Divided They Fall
owever the slugfest between George W. Bush and Al Gore comes out, let's just hope that the victor has coattails. If the past few years of divided government have taught us anything, it's that the next President's chances of resolving big problems like the solvency of Social Security and Medicare or charting a post-Cold War foreign policy will be far better if his own party commands majorities on Capitol Hill.
The congressional oversight process, which of late has been devoted more to scandal-mongering than constructive efforts to enhance programs and management, would also profit greatly if the two ends of Pennsylvania Avenue were to come into political alignment.
This is especially true this year, given that experts are predicting a tight and nasty general election campaign. The likely outcome will leave no shortage of bruised feelings and a narrowly divided Congress. If Bush wins the presidency but Democrats regain control of the House, we may be in for at least two more years of backbiting and stalemate. Ditto if Gore gains the Oval Office but Republicans continue to rule the legislative roost.

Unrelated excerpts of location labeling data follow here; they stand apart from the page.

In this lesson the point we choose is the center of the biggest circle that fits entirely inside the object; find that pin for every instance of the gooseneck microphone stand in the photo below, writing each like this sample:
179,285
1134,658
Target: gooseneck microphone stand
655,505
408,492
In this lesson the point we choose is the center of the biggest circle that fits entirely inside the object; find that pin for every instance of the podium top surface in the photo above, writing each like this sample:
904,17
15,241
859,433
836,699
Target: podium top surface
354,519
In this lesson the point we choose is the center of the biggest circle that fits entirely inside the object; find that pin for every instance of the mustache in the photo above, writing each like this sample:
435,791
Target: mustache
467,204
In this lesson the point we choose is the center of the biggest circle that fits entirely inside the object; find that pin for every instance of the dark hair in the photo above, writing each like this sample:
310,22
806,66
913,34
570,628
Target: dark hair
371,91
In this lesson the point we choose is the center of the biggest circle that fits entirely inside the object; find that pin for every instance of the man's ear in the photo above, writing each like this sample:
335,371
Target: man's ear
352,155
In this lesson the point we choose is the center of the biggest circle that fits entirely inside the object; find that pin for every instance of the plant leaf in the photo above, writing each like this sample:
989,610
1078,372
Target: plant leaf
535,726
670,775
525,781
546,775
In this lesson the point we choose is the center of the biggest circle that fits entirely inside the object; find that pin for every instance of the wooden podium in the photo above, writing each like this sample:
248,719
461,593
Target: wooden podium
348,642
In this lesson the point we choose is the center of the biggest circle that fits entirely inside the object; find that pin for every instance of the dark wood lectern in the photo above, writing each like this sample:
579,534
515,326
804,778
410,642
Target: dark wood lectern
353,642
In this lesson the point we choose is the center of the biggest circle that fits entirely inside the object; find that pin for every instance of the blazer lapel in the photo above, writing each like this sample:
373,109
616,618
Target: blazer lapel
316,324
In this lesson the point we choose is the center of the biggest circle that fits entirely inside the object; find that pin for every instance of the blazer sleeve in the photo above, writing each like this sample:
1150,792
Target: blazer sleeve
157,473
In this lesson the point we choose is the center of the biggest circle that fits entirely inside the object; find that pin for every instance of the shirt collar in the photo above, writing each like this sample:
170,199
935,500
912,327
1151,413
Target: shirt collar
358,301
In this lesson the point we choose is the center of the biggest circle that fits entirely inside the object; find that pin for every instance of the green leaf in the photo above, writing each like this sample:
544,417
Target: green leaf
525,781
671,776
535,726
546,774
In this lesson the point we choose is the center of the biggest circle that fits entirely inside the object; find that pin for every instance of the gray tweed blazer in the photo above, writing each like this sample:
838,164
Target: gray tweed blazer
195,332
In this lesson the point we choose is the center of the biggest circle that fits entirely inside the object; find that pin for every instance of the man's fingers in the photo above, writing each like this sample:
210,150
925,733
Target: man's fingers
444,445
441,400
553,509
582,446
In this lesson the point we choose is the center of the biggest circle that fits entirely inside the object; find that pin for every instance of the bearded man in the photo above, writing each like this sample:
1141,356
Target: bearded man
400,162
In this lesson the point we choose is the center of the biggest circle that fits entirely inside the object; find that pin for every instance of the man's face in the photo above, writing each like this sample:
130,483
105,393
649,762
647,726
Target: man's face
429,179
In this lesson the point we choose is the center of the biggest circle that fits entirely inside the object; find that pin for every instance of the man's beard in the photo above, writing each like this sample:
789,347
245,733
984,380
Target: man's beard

There has been much talk recently about growing political polarization in Washington and the collapse of the bipartisan center where important compromises once were hashed out. For the first time in the 19 years that it has analyzed congressional voting patterns, National Journal found a clear liberal-conservative divide between Senate Democrats and Republicans in 1999. In previous years, there always had been an overlapping cluster of a dozen or so conservative Democrats and moderate Republicans who formed a centrist bloc. But last year, the most liberal Republican was rated to the right of the most conservative Democrat.
The "middle cluster" in the House was similarly found to have all but disappeared. Congressional Quarterly summed up the situation as "a perfect recipe for legislative gridlock: intense party-line voting and personal invective at a time of divided government and narrow majorities."
Such pessimism has not always pervaded the nation's capital. Twenty years ago, when Republican Ronald Reagan won the presidency but his party failed to wrest control of the House from the Democrats, it hardly was a formula for impasse. Indeed, in his first year in office, Reagan won approval of massive tax and spending cuts, altering government priorities that had stood since the New Deal.
But Reagan had something-aside from his considerable personal popularity-going for him in 1981 that does not exist today. It was a bloc of southern Democrats in the House, known as the "boll weevils," who could usually be counted upon to support Republican causes. In fact, one of the Reagan administration's key legislative advisers was a Louisana Democrat, Joe D. Waggoner Jr., who had been known during his service in the House from 1961 to 1978 as a master at engineering alliances between Dixie Democrats and the GOP.
For nearly half a century, such alliances served as a check on the Democratic Party's congressional dominance and paved the way for bipartisan compromises. The so-called "southern coalition" emerged as a force in Franklin Roosevelt's second term, thwarting his attempt to "pack" the Supreme Court, and subsequently shaped the outcome of major civil rights, labor and economic legislation, congressional historians note.
By the mid-1980s, however, the South had ceased to be a region of "one-party" politics, in which conservative candidates won election under the Democratic banner. Senate Majority Leader Trent Lott, R-Miss., for example, began his political career as an aide to conservative Democratic Rep. William Colmer but ran as a Republican to succeed his boss upon Colmer's retirement. Today, the region's conservatives mostly run as Republicans for seats made electorally safe by redistricting decisions that lump Democratic votes mostly into areas that maximize the electoral chances of black candidates.
The new "two-party" South has subsequently become the heart of the GOP's congressional base. And the senior southern "barons" who once were powerful Democratic committee chairmen have departed the scene. In essence, it isn't so much the center that has collapsed as it is that the bipartisan conservative coalition has died a natural death. As a result, what once appeared to be cooperation between Republicans and conservative-leaning Democrats now translates into highly polarized party-line votes.
To be sure, there are moderates on both sides of the aisle who still seek to forge centrist solutions to critical problems of the day, from improving education to fostering free trade. And it's equally true that both Bush and Gore will seek to steer their campaigns toward the political center between now and November. Bush, most certainly, will keep well clear of South Carolina's Bob Jones University, and Gore will hold no more private meetings in New York City with the Rev. Al Sharpton.
But whoever winds up in the White House had better not count too heavily on support from a centrist Congress.
Dick Kirschten is a contributing editor for National Journal.